L'édition ou impression québécoise commence en 1764. Il y a donc 204 ans de publications avant l'établissement du dépôt légal sur le territoire québécois en 1968. Les documents locaux parus entre 1764 et 1820 se retrouvent dans la collection des livres anciens. BAnQ conserve plus de 48 600 titres de monographies québécoises publiées entre 1821 et 1967.
Le plus ancien noyau de cette collection de monographies (1821-1899) révèle que pour 79 ans BAnQ possède 7 341 des titres parus au Québec (c'est-à-dire 15% de la production rétrospective possédée par la Bibliothèque) et 41 252 titres (85%) pour les 67 ans qui vont de 1900 à 1967. Pour l'ensemble, le pourcentage d'ouvrages littéraires est de 34.4% et contrairement à la croyance populaire, les ouvrages de religion ne représentent que 17.6% de l'ensemble.

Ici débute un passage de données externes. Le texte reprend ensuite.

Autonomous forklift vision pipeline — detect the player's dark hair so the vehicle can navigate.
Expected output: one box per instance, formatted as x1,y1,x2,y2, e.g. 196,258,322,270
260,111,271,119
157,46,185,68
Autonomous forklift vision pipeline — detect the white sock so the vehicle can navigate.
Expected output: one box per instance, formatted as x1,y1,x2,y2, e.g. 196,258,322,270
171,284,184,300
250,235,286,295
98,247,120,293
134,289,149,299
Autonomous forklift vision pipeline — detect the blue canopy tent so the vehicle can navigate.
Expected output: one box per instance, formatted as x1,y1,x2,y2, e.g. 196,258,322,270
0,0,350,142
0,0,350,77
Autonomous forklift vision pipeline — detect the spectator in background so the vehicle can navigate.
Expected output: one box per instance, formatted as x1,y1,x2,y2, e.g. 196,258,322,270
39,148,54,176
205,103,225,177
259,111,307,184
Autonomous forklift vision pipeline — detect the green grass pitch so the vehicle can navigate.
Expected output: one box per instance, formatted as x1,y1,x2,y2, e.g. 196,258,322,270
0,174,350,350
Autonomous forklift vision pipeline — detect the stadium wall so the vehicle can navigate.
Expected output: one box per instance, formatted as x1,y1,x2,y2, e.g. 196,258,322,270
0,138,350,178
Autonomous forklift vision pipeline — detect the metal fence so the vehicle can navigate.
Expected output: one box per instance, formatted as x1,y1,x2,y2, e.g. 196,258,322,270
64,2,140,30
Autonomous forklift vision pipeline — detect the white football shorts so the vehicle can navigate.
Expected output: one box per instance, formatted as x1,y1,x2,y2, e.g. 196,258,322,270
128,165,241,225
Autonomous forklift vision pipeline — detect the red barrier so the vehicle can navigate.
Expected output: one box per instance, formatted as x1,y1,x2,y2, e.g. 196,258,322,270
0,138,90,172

Il est possible d'avoir plus de détails sur l'entreprise de la Bibliographie rétrospective en consultant l'article de Louise Filion La Bibliographie du Québec rétrospective : une étape est réalisée paru dans À rayons ouverts, no 32, octobre-décembre 1995, pp. 7-8.
HautQuelques particularitésPour toutes ces périodes, la Bibliothèque possède une importante collection de manuels scolaires anciens et un imposant ensemble de livres québécois pour les jeunes remontant au début de la littérature enfantine au Québec . Certains auteurs et éditeurs particulièrement prolifiques localement vont déborder les cadres du Québec et se voir traduits et édités dans une multitude de pays et de langues. Pour plus de détails, on pourrait consulter l'article de Denise Fortin Soixante-dix ans de littérature de jeunesse au Québec, publié dans À rayons ouverts, no 16, octobre-décembre 1991, pp. 4-5.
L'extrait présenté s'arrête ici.